Wednesday, June 27, 2012
THE Utilities Regulation & Competition Authority (URCA) last night confirmed it was investigating the June 18-19 network outages that hit the Bahamas Telecommunications Company's (BTC) fixed-line and cellular services, giving the carrier until July 9 to produce "a detailed report" on the affair.
Breaking its silence after repeated questions from the Bahamian public as to why it had not started to probe the outages, which some have alleged were sabotage, URCA said its investigation would be completed in early August - some four weeks after receiving the report from BTC.
The regulator said it had advised BTC it was undertaking the probe last Friday, and is focusing on two issues: Whether the newly-privatised carrier took all necessary measures to prevent the outage in the first place, and if it "took all reasonably practicable steps to restore the affected networks within the shortest timeframe possible" after the problems occurred.
"URCA has given BTC a July 9, 2012 deadline to provide a detailed report on the outage, including technical details of all points of failure, the impact of each failure on network activity and related services, and the time within which relevant personnel would have responded to these failures," the regulator said.
"The report must also outline the causes for the outage, detailed steps that would have been taken to restore functionality and specifications of preventative systems, and other safeguards against such occurrences, including procedural measures and related activity."
URCA added that it had also prohibited BTC from disposing of any documents, data, information and equipment related to the outages for a 90-day period.
Comments
Puzzled says...
Who in Urca has any technical knowledge on the functionality of a network?
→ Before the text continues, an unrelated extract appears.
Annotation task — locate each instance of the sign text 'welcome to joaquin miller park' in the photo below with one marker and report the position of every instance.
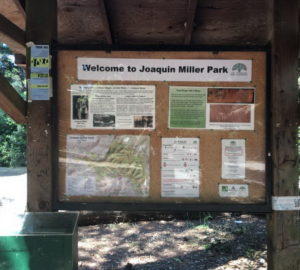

Is there anyone there who could understand the report or will this be a case for hiring some expensive consultants?
This is just a case of let us justify our position to the new Government and climb on the bash BTC bandwagon.
Heaven help URCA when Digicel start operating in the Bahamas especially if the PM has managed to get control of BTC again as there will be no contest.
You are living in a fool's paradise take a look at the rest of the world and then scale it down to suit the Bahamas population. This regulatory body is just full of its own importance. There cannot be more than 3 - 400,000 subscribers, but you would think that they were dealing with AT&T!